Dominique Serieys, directeur de l'équipe Décathlon-AG2R et ancien patron de Mitsubishi Motors Sports, propose de réglementer sur les pneumatiques voire d'imposer une marque unique comme en Formule 1. Car la bataille technologique touche tous les aspects du matériel, et particulièrement les pneumatiques, comme l’expliquait RMC Sport pendant le dernier Tour de France.
Les coureurs ne ralentiront pas d’eux-mêmes
Le vice-champion olympique Valentin Madouas milite, lui, pour limiter les braquets. "Chaque année on prend une dent. Quand je suis passé pro, on était en 52-11. Là on commence à avoir des 55-10. Si on n'a pas ça, on ne peut plus suivre le peloton. C'est devenu du grand n'importe quoi."
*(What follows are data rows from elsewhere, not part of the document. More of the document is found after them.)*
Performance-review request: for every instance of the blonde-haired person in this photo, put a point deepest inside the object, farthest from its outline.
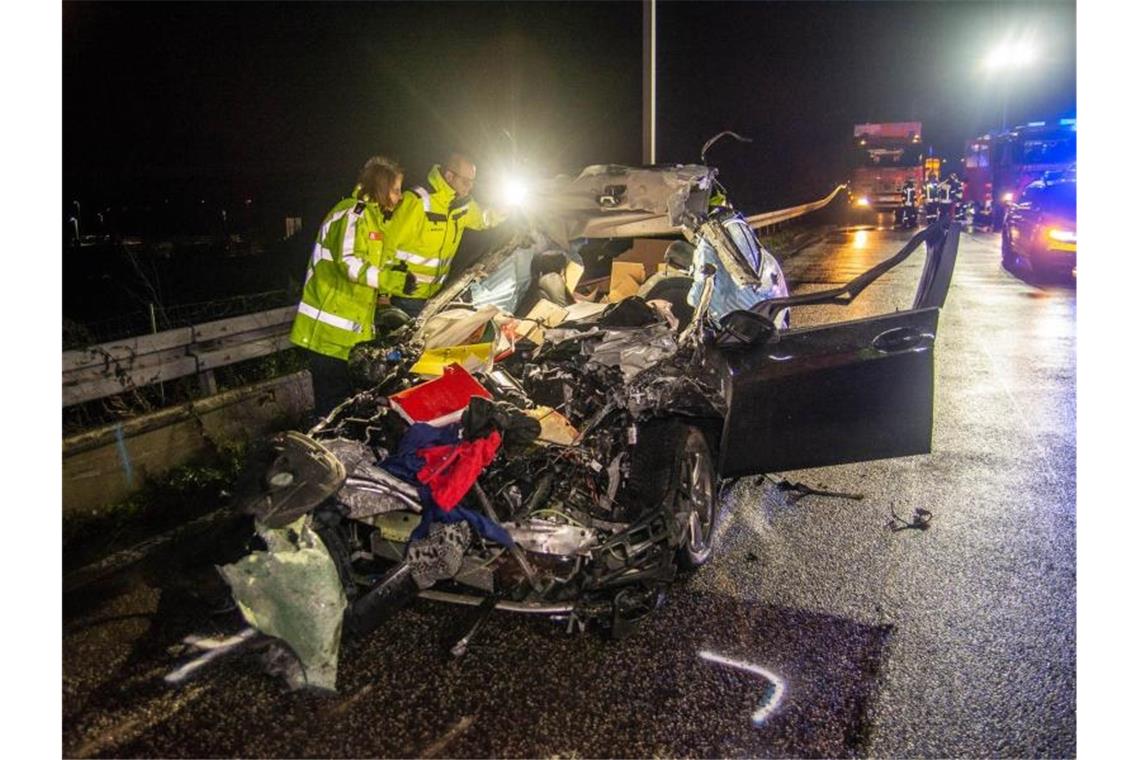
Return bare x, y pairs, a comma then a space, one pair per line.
343, 277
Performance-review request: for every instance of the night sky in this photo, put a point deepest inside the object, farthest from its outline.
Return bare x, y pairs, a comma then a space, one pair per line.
283, 101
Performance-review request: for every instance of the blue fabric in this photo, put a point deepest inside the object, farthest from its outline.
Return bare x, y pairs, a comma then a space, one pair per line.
406, 463
481, 523
726, 295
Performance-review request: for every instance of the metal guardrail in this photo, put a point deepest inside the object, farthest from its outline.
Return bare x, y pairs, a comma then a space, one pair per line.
105, 369
768, 218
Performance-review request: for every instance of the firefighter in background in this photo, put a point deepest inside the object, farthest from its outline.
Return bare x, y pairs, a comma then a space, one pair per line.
931, 198
909, 212
425, 231
950, 196
343, 277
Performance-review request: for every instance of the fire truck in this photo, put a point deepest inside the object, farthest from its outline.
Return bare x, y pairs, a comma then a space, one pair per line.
999, 166
886, 156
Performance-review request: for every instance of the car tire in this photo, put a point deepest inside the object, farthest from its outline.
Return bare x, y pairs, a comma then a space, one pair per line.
674, 466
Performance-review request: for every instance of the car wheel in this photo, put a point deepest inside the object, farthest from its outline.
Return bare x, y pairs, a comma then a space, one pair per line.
673, 466
695, 496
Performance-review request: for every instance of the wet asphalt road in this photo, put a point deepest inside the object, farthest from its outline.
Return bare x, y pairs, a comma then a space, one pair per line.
958, 640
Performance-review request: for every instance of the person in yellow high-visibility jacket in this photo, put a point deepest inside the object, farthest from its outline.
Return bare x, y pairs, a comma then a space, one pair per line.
343, 277
426, 228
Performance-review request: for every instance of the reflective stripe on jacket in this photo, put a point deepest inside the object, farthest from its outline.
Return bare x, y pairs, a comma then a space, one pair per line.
424, 235
339, 300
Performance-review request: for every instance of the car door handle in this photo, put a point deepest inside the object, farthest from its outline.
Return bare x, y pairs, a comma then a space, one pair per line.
900, 338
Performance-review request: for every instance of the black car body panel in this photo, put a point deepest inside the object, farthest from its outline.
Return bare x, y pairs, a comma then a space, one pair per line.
843, 392
831, 394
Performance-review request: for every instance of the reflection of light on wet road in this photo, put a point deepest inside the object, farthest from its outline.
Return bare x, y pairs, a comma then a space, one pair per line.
772, 696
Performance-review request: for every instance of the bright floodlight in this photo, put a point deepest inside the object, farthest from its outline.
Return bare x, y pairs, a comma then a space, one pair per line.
1010, 55
514, 191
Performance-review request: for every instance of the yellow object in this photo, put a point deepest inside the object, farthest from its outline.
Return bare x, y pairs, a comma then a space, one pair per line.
556, 428
471, 357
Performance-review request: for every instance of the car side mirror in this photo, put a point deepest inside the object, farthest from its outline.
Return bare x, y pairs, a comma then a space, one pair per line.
744, 329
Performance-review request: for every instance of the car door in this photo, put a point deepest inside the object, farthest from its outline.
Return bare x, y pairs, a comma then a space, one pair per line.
1024, 217
840, 392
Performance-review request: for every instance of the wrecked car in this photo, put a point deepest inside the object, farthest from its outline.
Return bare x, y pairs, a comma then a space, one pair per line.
571, 459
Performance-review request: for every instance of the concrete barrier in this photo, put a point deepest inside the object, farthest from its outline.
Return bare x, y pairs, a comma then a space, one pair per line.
105, 465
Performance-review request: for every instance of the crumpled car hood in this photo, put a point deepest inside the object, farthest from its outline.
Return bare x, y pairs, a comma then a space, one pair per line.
615, 201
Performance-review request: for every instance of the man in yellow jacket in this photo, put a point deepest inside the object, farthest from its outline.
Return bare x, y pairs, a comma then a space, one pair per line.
425, 230
343, 277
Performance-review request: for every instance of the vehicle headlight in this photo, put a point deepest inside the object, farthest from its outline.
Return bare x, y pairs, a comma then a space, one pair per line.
514, 191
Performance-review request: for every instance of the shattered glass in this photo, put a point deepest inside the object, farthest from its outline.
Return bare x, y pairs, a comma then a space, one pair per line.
293, 591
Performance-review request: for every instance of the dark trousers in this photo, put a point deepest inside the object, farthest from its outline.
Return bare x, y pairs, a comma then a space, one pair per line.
331, 382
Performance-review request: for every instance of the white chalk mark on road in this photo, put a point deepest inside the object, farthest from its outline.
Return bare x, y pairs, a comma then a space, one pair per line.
772, 699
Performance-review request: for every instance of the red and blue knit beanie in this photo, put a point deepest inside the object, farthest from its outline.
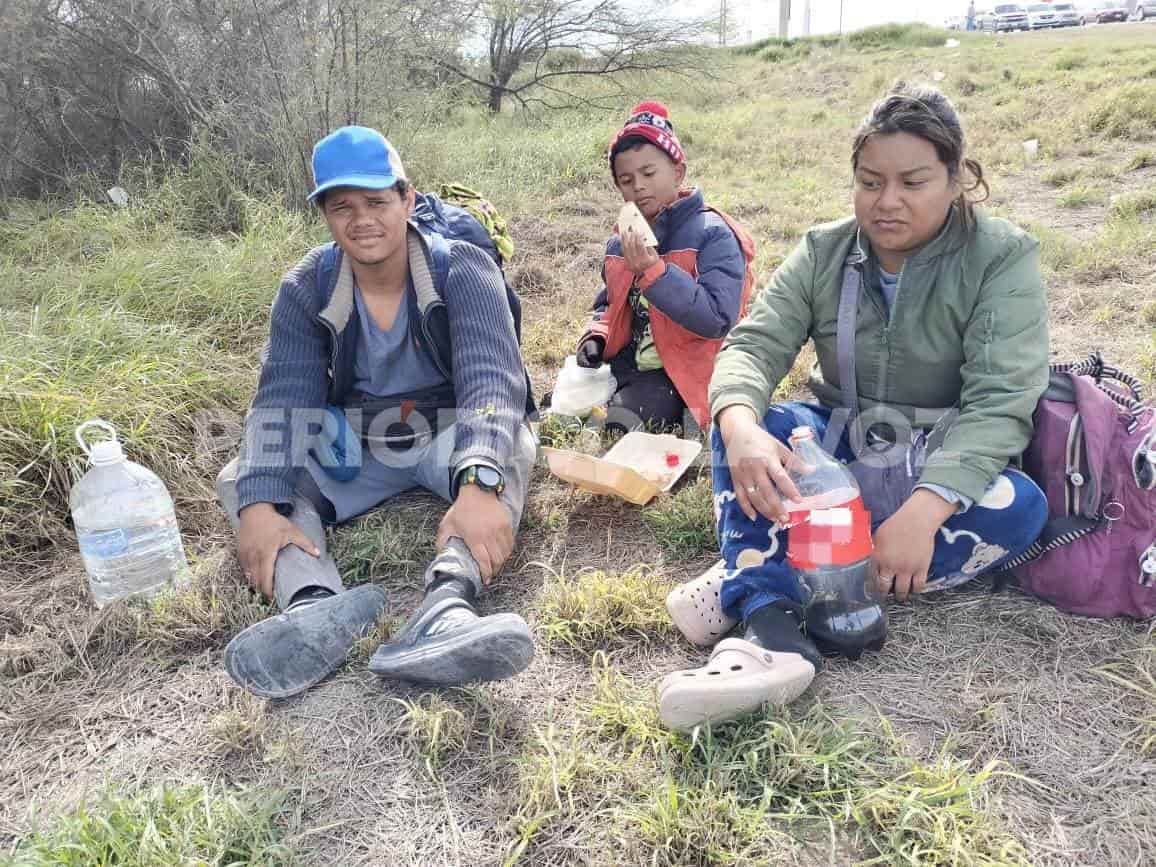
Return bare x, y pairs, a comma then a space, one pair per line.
650, 121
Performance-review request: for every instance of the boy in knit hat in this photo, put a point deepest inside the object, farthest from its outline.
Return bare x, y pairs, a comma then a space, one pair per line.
662, 313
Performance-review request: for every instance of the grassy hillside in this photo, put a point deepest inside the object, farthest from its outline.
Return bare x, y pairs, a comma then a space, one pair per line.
991, 731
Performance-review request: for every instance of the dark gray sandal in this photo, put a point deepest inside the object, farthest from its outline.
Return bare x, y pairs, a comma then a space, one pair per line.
287, 654
480, 649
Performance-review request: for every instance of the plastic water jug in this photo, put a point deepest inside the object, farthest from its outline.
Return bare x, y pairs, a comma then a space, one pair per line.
829, 545
578, 390
125, 523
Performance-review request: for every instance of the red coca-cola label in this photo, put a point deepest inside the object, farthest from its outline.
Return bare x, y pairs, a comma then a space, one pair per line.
835, 536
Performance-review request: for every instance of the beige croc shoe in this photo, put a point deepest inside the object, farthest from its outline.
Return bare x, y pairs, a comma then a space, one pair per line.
740, 677
696, 609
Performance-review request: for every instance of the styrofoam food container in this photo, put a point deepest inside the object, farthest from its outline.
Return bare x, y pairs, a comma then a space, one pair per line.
635, 469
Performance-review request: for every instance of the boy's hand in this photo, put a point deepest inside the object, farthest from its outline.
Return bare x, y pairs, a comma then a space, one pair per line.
637, 256
261, 535
480, 519
590, 353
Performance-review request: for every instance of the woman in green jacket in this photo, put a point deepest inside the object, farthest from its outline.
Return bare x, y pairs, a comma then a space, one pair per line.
945, 356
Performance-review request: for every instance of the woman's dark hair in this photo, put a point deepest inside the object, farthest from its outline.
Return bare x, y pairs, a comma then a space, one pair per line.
926, 112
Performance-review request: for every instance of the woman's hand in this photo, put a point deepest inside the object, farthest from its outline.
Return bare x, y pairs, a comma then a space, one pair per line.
758, 465
905, 542
637, 256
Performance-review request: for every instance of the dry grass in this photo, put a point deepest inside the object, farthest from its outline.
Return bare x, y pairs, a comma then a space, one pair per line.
991, 730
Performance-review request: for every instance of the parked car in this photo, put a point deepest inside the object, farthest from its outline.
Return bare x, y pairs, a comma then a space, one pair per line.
1003, 17
1145, 10
1066, 14
1104, 12
1042, 16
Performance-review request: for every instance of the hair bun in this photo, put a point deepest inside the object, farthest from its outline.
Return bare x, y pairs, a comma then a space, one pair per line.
652, 108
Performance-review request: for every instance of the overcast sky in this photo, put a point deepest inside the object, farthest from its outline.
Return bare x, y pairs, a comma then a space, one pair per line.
761, 17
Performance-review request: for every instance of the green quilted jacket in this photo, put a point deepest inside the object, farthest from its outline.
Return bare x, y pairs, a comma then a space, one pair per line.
969, 326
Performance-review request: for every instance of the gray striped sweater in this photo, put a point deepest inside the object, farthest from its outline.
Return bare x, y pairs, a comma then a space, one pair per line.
309, 363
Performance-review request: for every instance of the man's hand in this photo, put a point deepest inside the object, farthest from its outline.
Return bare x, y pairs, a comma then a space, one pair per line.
590, 353
480, 519
638, 257
905, 542
758, 465
262, 533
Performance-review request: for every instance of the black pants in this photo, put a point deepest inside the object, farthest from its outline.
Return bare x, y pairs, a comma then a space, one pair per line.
645, 399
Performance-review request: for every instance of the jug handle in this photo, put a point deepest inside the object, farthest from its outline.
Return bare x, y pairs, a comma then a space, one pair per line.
93, 423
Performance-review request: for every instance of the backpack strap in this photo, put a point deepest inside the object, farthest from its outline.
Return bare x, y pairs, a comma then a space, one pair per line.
845, 333
1132, 402
420, 271
1056, 534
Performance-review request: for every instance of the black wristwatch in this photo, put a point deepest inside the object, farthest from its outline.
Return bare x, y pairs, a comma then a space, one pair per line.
483, 475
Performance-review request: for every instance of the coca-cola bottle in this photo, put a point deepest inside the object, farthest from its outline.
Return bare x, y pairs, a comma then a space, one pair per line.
829, 546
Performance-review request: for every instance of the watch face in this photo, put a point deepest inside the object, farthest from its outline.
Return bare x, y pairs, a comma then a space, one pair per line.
489, 476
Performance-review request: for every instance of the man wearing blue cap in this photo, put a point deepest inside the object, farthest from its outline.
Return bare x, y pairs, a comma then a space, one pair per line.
392, 363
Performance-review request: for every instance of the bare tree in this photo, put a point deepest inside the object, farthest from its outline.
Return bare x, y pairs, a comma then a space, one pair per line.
88, 86
538, 50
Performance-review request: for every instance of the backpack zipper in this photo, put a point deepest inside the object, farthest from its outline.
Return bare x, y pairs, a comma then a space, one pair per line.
1073, 479
1148, 567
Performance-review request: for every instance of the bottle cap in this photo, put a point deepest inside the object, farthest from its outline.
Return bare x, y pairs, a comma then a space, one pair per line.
105, 452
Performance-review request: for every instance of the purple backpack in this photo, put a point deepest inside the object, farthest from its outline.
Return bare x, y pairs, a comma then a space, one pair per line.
1094, 454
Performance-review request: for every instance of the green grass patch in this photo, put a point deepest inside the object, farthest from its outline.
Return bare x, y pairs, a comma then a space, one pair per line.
387, 542
1079, 197
683, 523
743, 784
1149, 312
1143, 160
1061, 175
1071, 59
1127, 112
1134, 205
194, 824
597, 609
434, 728
68, 362
176, 623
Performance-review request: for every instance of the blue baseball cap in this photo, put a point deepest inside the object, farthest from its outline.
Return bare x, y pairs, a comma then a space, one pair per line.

Il dit aussi que les coureurs ne ralentiront pas d'eux-mêmes car ils sont payés pour gagner des courses. Pour freiner la course à l'armement, Marc Madiot ne voit qu'une solution: "c'est à l'UCI (Union cycliste internationale) de dire: messieurs les constructeurs de cycles, les jantes hautes, c'est interdit. Les guidons, c'est 40 ou 42 centimètres minimum, etc."
Le directeur du Tour de France, Christian Prudhomme, a insisté mardi qu'il fallait aussi "parler à l'industrie du cycle" pour agir afin "que le cyclisme ne devienne pas encore plus dangereux". Un discours compliqué à tenir dans la mesure où l’industrie du cycle sponsorise et fait vivre un grand nombre d’équipe pro et vend au grand public les innovations utilisées par les pros.
Le patron du Tour salue également l'initiative d'équipes comme DSM d'avoir des maillots renforcés évitant aux coureurs d'être "complètement râpés" en cas de chute. Certains évoquent même un "air-bag" pour protéger les coureurs. « je me souviens d’une équipe pour Chris Froome prenait des coup de soleil a travers son maillot tellement celui-ci était fin, a-t-il expliqué récemment dans un live sur Twitch.
Mais le mieux serait encore d'éviter les chutes tout court et pour cela il n'y a qu'une solution selon Marc Madiot: "il faut qu'on ralentisse".